Ebenfalls am Montag wurde bekannt, dass Tirol wegen eines offenbaren Ischgler Corona-Falles die Staatsanwaltschaft eingeschaltet hat. Der Grund: Ein deutsches Medium, laut APA das ZDF, informierte die Gemeinde Ischgl, dass in einem dortigen Betrieb schon Ende Februar ein positiver Fall bekannt gewesen sein soll. Der namentlich nicht genannte Betrieb soll diesen aber nicht der Gesundheitsbehörde gemeldet haben. Stattdessen soll man die betroffene Mitarbeiterin nach Hause geschickt haben, hieß es. Ob es sich bei dem Fall tatsächlich um einen positiven Corona-Fall handelt - dafür wäre eine Testung notwendig - oder um einen Verdacht, war zunächst unklar und auch dem Land nicht bekannt. Es handle sich jedoch um "derart ernste Vorwürfe, dass dem sofort nachzugehen ist", sagte ein Sprecher. Deshalb habe die Bezirkshauptmannschaft Landeck die Information der Staatsanwaltschaft als Sachverhaltsdarstellung übermittelt. Diese konnte deren Erhalt vorerst nicht bestätigen. Somit blieb zunächst auch offen, ob bereits Ermittlungen eingeleitet wurden.

Dass Tirol zu spät auf die Entwicklungen hinsichtlich der Ausbreitung des Virus reagiert hätte, weist das Land vehement zurück.
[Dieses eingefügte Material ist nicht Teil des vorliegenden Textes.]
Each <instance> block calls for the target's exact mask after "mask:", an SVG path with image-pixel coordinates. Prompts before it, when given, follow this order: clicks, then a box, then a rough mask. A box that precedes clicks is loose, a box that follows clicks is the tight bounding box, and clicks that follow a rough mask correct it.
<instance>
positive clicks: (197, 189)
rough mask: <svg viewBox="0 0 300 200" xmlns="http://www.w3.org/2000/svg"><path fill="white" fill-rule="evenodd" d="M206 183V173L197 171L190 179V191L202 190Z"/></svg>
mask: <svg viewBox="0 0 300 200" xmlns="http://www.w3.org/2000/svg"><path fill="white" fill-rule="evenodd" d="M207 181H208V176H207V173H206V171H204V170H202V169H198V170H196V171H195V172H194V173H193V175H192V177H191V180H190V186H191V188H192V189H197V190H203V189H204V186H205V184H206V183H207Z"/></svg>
Freitagabend verlängerte es die Quarantäne-Verordnung für alle 279 Gemeinden bis 13. April.

Nach Tirol mit 803 Fällen (Stand: Montag, 15 Uhr) ist Oberösterreich mit 707 Fällen das Bundesland mit den zweitmeisten positiven Testergebnissen, gefolgt von Niederösterreich (564), der Steiermark (486) und Wien (476).
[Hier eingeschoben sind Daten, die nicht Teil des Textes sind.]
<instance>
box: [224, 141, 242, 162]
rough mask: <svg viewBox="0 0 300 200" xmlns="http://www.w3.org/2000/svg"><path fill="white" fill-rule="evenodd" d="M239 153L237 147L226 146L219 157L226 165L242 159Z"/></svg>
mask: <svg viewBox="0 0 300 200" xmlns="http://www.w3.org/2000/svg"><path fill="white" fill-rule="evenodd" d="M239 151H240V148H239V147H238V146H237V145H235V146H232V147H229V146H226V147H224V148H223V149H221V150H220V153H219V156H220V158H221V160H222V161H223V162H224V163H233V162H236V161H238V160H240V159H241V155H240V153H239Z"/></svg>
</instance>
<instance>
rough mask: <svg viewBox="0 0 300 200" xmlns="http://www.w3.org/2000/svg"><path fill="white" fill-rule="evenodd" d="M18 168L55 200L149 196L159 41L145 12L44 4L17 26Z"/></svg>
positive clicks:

Warum steht gerade Oberösterreich an zweiter Stelle? In Oberösterreich gibt es zwar absolut gesehen die zweitmeisten Infizierten, aufgrund seiner Größe sei es aber viel einwohnerstärker als Tirol oder Vorarlberg, heißt es vom Amt der oberösterreichischen Landesregierung auf Nachfrage der "Wiener Zeitung". Pro 100.000 Einwohner liege Oberösterreich einmal an dritter und einmal an vierter Stelle. "Nach Expertenmeinung liegt der wesentliche Grund für die Fälle in Oberösterreich in den späten Semesterferien, wo sich viele beim Skiurlaub infizierten. Tatsache ist ja, dass die ersten positiven Fälle in Oberösterreich Mitglieder von Skifahrergruppen waren", so die Landesregierung.
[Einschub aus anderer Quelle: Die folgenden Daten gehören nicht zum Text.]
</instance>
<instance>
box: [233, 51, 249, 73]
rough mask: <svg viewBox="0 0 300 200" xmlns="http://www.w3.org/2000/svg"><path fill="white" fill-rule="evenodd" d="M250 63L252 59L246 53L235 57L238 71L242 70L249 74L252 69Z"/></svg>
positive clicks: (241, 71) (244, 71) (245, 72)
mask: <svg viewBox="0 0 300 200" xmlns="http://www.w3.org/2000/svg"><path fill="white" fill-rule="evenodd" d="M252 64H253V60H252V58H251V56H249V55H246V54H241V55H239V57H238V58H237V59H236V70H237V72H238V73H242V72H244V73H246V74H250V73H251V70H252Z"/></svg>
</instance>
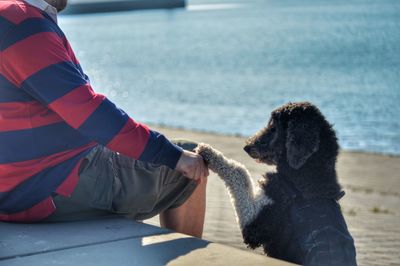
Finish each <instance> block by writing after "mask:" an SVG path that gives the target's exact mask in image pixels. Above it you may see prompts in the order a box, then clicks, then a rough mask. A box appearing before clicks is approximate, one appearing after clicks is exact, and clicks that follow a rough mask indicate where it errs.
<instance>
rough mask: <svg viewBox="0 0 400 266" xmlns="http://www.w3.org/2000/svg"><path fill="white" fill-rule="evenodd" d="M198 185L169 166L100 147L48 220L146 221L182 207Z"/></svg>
mask: <svg viewBox="0 0 400 266" xmlns="http://www.w3.org/2000/svg"><path fill="white" fill-rule="evenodd" d="M177 144H178V145H180V146H182V147H183V148H184V149H193V148H194V147H196V144H195V143H191V142H190V143H189V142H187V143H183V142H178V143H177ZM195 188H196V182H194V181H192V180H190V179H188V178H186V177H184V176H183V175H182V174H181V173H179V172H177V171H175V170H172V169H170V168H168V167H166V166H160V165H155V164H150V163H144V162H141V161H137V160H133V159H131V158H129V157H126V156H123V155H121V154H119V153H116V152H113V151H111V150H109V149H107V148H105V147H103V146H97V147H95V148H94V149H93V150H92V151H91V152H90V153H89V154H88V155H87V156H86V157H85V159H84V160H83V162H82V165H81V167H80V169H79V182H78V185H77V186H76V188H75V190H74V192H73V193H72V195H71V196H70V197H63V196H60V195H58V196H55V197H54V203H55V205H56V208H57V209H56V211H55V212H54V213H53V214H52V215H50V216H49V217H48V218H47V219H46V220H45V221H48V222H57V221H71V220H82V219H90V218H99V217H104V216H110V215H123V216H128V217H129V218H132V219H135V220H144V219H148V218H151V217H153V216H155V215H157V214H159V213H160V212H162V211H165V210H168V209H172V208H176V207H179V206H180V205H181V204H183V203H184V202H185V201H186V200H187V199H188V198H189V197H190V195H191V194H192V193H193V191H194V189H195Z"/></svg>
Die Dunkelziffer an infizierten Personen ist vermutlich generell hoch. In Wuhan in China - dem Ausgangspunkt der Pandemie - gehe man von einer momentanen Durchseuchungsrate von um die 20 Prozent aus, was rund zwei Millionen Infizierten entspräche, sagt die Wiener Virologin Elisabeth Puchhammer-Stöckl. Demgegenüber stehen rund 80.000 nachgewiesene Fälle.

Eine hohe Dunkelziffer sei allerdings wünschenswert. "Weil das bedeutet, dass die Krankheit nicht so gefährlich ist und viele sie asymptomatisch durchgemacht haben", sagt Puchhammer-Stöckl.

Grippewelle flaut weiter ab

Der Simulationsexperte und Mathematiker Niklas Popper von der TU Wien sieht das genauso. Das sei das Ungewöhnliche in diesem Fall, sagt er im Ö1-"Morgenjournal": "Möglicherweise ist die höhere Dunkelziffer keine so schlechte Nachricht." Wenn es bei einer hohen Zahl an Infizierten und einer hohen Dunkelziffer bei wenigen Erkrankten bleibt, werde das Gesundheitssystem nicht an seine Kapazitätsgrenzen gelangen. Wenn möglichst viele ohne Symptome am Coronavirus erkranken, werden diese zudem immunisiert.

Die Grippewelle flaut indes laut MedUni Wien weiter ab. Anfang März waren insgesamt 245.000 Menschen an der Influenza oder einem grippalen Infekt erkrankt.